New forms of acceleration can help
As a compromise of sorts, starting with Strix Point, the XDNA 2 NPU supports the Block FP16 datatype. Despite the name, it only requires 9 bits per parameter – it can do this by taking eight floating point values and using a shared exponent. According to AMD, the form can achieve an accuracy nearly indistinguishable from native FP16, while consuming only slightly more space than Int8.

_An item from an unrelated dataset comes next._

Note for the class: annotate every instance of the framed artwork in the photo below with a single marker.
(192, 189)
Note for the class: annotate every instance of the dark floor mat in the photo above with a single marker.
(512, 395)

More importantly, we are told that the format does not require models to be retrained to take advantage of it: existing BF16 and FP16 models work without a quantization step.
But unless the average notebook comes with 48GB or more of memory, AMD will have to find better ways to shrink the size of the model.
Although not explicitly mentioned, it’s not hard to imagine that future AMD NPUs and/or integrated graphics will support smaller block floating point sizes. [PDF] such as MXFP6 or MXFP4. For this we already know that AMD’s CDNA datacenter GPUs support FP8 and CDNA 4 will support FP4.
Either way, it looks like PC hardware is going to change dramatically in the coming years as AI moves out of the cloud and into your devices.